Under this scheme, rebates shall be applicable when booked for both the onward and return journey for the same set of passengers.

Passenger details of the return journey will be the same as those of the onward journey. Passengers can book their tickets from August 14 for the advance reservation period (ARP) date of October 13.

“An onward ticket shall be booked first for the train start date between 13th October 2025 and 26th October 2025, and subsequently return journey ticket shall be booked by using the connecting journey feature for the train start date between 17th November and 1st December 2025,” the Ministry stated.

However, advance reservation period will not be applicable for booking of return journey.

Other conditions to avail the benefits of the railway’s new special scheme are the booking shall be permissible only for confirmed tickets in both directions, total rebates of 20 per cent shall be granted on base fare of return journey only, booking under this scheme shall be for the same class and same O-D pair for both onward and return journey.

According to Railways, no refund of fare shall be permissible for the tickets booked under this scheme.

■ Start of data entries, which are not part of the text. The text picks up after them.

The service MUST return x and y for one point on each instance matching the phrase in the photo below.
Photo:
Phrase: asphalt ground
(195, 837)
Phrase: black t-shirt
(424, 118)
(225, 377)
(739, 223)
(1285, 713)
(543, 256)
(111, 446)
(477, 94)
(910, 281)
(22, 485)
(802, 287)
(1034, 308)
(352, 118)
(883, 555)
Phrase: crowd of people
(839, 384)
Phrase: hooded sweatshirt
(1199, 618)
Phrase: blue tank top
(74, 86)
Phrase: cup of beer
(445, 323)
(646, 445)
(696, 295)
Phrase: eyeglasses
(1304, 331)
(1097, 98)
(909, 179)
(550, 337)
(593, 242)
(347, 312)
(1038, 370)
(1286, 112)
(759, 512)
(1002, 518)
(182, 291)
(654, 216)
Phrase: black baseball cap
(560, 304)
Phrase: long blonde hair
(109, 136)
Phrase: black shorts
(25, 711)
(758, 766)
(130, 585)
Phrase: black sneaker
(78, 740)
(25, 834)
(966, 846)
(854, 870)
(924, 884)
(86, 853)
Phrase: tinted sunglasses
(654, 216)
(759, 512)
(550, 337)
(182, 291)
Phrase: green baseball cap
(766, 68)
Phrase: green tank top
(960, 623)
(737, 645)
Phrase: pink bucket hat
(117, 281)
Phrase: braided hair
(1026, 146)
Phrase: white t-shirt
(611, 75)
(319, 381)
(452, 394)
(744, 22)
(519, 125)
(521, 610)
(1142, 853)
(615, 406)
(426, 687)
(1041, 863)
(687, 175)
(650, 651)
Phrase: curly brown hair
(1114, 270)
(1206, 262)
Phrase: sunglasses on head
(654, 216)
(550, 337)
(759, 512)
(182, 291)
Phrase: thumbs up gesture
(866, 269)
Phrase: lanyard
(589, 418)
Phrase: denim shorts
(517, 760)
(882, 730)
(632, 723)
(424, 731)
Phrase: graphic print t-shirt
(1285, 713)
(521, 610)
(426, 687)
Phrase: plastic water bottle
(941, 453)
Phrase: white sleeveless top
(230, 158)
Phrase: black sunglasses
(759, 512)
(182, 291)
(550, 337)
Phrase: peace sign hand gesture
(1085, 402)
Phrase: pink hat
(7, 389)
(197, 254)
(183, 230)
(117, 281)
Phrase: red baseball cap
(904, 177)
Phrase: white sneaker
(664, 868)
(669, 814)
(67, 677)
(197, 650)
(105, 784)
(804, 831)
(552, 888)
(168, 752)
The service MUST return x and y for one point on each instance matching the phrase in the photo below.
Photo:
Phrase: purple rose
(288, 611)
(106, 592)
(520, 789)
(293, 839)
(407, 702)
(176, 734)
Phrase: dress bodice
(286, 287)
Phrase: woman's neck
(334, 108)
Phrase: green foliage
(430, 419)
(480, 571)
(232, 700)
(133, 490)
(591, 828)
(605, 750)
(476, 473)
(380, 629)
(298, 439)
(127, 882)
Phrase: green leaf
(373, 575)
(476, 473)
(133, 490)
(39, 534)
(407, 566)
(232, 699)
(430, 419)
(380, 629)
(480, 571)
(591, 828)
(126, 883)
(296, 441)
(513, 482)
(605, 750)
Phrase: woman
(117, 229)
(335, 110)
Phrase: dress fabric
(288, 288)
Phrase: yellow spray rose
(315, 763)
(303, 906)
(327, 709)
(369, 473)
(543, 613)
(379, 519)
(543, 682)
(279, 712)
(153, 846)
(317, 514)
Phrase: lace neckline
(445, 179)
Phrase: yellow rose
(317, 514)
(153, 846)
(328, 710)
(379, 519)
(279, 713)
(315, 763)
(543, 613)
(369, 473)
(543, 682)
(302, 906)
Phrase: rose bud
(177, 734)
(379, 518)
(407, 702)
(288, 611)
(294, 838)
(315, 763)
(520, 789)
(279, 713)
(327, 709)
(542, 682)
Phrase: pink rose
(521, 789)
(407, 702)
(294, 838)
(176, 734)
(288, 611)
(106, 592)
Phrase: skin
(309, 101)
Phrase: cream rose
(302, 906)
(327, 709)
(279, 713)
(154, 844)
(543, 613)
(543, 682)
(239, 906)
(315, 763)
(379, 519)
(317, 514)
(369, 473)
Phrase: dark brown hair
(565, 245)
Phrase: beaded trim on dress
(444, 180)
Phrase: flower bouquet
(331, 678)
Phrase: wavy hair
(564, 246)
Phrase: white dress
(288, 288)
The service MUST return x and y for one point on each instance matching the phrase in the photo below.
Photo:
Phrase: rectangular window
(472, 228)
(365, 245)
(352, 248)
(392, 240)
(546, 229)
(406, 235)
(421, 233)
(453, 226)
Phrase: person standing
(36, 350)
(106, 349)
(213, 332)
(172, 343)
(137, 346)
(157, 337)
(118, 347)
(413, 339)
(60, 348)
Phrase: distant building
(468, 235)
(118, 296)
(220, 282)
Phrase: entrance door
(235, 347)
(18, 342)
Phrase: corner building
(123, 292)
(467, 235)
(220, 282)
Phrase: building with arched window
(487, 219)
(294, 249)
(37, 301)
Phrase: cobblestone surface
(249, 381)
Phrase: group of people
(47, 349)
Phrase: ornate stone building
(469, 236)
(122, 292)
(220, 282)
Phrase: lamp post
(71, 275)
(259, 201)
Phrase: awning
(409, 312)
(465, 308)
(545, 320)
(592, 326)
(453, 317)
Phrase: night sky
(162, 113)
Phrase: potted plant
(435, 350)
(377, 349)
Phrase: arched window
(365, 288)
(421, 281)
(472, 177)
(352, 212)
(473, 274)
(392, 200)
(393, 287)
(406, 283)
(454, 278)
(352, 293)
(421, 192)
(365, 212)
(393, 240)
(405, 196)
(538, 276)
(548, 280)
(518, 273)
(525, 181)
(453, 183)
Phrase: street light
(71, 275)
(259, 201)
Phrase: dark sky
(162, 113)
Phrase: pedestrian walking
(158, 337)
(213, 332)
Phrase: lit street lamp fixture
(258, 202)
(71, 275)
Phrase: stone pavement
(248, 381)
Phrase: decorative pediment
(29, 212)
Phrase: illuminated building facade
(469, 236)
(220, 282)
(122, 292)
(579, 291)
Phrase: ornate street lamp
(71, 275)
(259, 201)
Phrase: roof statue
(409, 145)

This scheme shall be allowed for all classes and in all trains, including special trains (Trains on demand), except trains having Flexi fare.

In addition, no modification will be allowed on these tickets in either of the journeys, and there will be no discounts, Rail travel coupons, Voucher-based bookings, or Passes be admissible during return journey booking on concessional fare.

Passenger can book their ticket via both online and offline modes; however, both onward and return journey tickets must be booked using the same mode (online or offline).